For testing, the CNN classifier assigned labels to all patches in the peri-tumoral area of test subjects. The final label of a subject was calculated using majority voting among the classification on patches.
2.4. Evaluation of the classifier performance
The following measures were used to evaluate the performance of the CNN classifier:
With glioblastoma standing for our positive class, true positive (TP) represents the number of cases correctly recognized as glioblastoma, false positive (FP) represents the number of cases incorrectly recognized as glioblastoma, true negative (TN) represents the number of cases correctly recognized as metastasis and false negative (FN) represents the number of cases incorrectly recognized as metastasis. Thus, sensitivity represents the recall value for glioblastoma class and specificity represent recall the values for metastases class.
2.4.1. Cross validation and test results
We evaluated our CNN classifier in 5-fold cross-validation, and a test setting. For cross-validation, the patches from all the trainings were shuffled and randomly partitioned into 5 equally sized subsamples. For each run, a single subsample was retained as test data while the remaining 4 subsamples were used as training data, and this process was repeated for all 5 subsamples. The reported measures were averaged among all folds which represented the performance of 2D CNN classifier over the patches.

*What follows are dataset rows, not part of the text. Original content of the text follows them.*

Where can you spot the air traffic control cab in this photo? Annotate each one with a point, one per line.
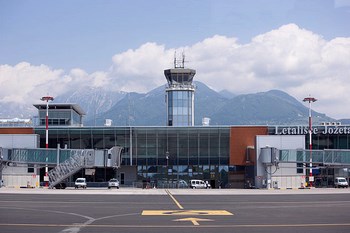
(180, 94)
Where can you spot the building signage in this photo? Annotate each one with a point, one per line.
(323, 129)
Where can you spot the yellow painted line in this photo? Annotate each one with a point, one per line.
(172, 197)
(185, 212)
(325, 225)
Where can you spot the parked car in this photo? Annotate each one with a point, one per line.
(340, 182)
(199, 184)
(80, 183)
(113, 183)
(61, 185)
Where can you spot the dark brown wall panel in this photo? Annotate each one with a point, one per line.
(242, 137)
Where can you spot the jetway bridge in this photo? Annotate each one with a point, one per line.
(66, 162)
(327, 158)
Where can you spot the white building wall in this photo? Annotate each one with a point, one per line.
(285, 175)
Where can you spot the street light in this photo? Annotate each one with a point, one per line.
(310, 100)
(47, 99)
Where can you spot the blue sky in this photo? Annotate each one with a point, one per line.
(72, 41)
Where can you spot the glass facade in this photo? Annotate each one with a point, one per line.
(180, 107)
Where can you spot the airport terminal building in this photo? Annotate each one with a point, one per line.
(225, 156)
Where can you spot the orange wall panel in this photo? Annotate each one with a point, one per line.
(242, 137)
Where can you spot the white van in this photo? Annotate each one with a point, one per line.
(340, 182)
(80, 183)
(199, 184)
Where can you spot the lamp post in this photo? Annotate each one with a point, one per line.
(310, 100)
(47, 99)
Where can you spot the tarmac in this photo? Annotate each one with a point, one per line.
(155, 191)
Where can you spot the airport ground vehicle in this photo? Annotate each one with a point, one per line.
(199, 184)
(113, 183)
(61, 185)
(340, 182)
(80, 183)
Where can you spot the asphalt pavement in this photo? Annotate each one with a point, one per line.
(174, 210)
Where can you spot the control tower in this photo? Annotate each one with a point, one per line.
(180, 94)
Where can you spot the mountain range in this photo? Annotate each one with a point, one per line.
(273, 107)
(223, 108)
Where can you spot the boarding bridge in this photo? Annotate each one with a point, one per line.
(329, 158)
(66, 162)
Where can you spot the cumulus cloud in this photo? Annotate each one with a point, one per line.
(288, 58)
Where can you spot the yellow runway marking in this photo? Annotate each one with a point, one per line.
(323, 225)
(193, 220)
(172, 197)
(185, 212)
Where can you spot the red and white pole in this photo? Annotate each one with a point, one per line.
(47, 99)
(310, 100)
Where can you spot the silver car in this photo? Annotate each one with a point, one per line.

In addition to our cross-validation settings, the CNN classifier was evaluated on a set of 30 independent test subjects that were kept out of the training process. We used patches around all voxels in the peritumoral area of test cases and applied our CNN to them. The subject class label was calculated by majority voting among patches.

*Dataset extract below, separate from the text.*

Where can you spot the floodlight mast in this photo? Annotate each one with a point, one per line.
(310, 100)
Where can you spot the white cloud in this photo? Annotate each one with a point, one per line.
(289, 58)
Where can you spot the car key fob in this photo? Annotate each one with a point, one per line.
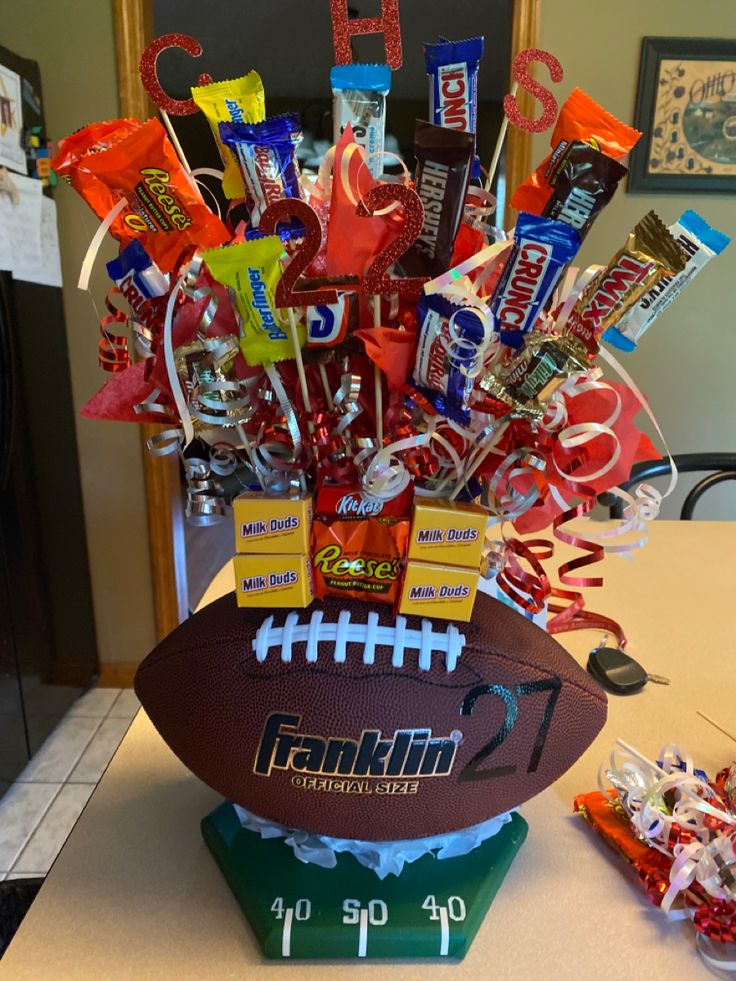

2.4.2. Comparison of efficacy of FW-VF classifier with those created from the other dMRI-derived maps
In order to demonstrate the superiority of FW-VF in discriminating metastases and glioblastomas, we retrained the CNN using patches derived from free-water-corrected fractional anisotropy (FW-FA), axial diffusivity (FW-AX), and radial diffusivity (FW-RAD), as well as the traditional mean diffusivity (MD) and fractional anisotropy (FA) maps. The results were compared based on accuracy, sensitivity, and specificity. We also created combination classifiers (FW-VF map and FW-FA) and compared the performance with the single feature classifiers. A combination classifier was also created for FA and MD maps.

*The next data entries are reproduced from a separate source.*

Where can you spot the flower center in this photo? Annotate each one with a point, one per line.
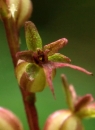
(40, 57)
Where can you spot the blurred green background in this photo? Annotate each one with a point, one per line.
(54, 19)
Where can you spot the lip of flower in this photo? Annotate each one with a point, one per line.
(46, 59)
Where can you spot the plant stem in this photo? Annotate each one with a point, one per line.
(13, 42)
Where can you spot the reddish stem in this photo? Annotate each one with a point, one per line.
(13, 42)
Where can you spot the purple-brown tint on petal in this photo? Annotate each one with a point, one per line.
(48, 73)
(57, 57)
(25, 55)
(73, 93)
(83, 101)
(68, 93)
(60, 65)
(87, 111)
(55, 46)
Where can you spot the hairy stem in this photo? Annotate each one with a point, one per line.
(13, 42)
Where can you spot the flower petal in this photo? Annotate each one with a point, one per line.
(60, 65)
(69, 97)
(33, 39)
(55, 46)
(48, 73)
(57, 57)
(83, 101)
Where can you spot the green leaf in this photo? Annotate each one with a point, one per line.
(57, 57)
(71, 123)
(33, 39)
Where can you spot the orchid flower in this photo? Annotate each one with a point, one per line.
(39, 64)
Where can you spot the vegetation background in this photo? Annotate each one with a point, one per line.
(54, 19)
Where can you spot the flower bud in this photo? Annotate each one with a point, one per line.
(8, 121)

2.4.3. Comparison of CNN with radiomic and texture-based classifiers
Finally, we compared our CNN classifier with those trained on traditional texture features and classifiers. We applied Gabor feature extractors and radiomic features [31] in combination with random forest classifiers. Gabor features were constructed from the response of applying Gabor filters made on several frequencies (scales) and orientations [32]. We applied Gabor filters with 4 directions and 4 scales. Radiomic features included size and shape-based features, descriptors of image intensity histogram, descriptors of the relationships between image voxels, textures extracted from filtered images, and fractal features [33]. We used the PyRadiomics [34] package to extract radiomic features followed by principal component analysis which reduced feature dimensions to cover 98% of variation in the data.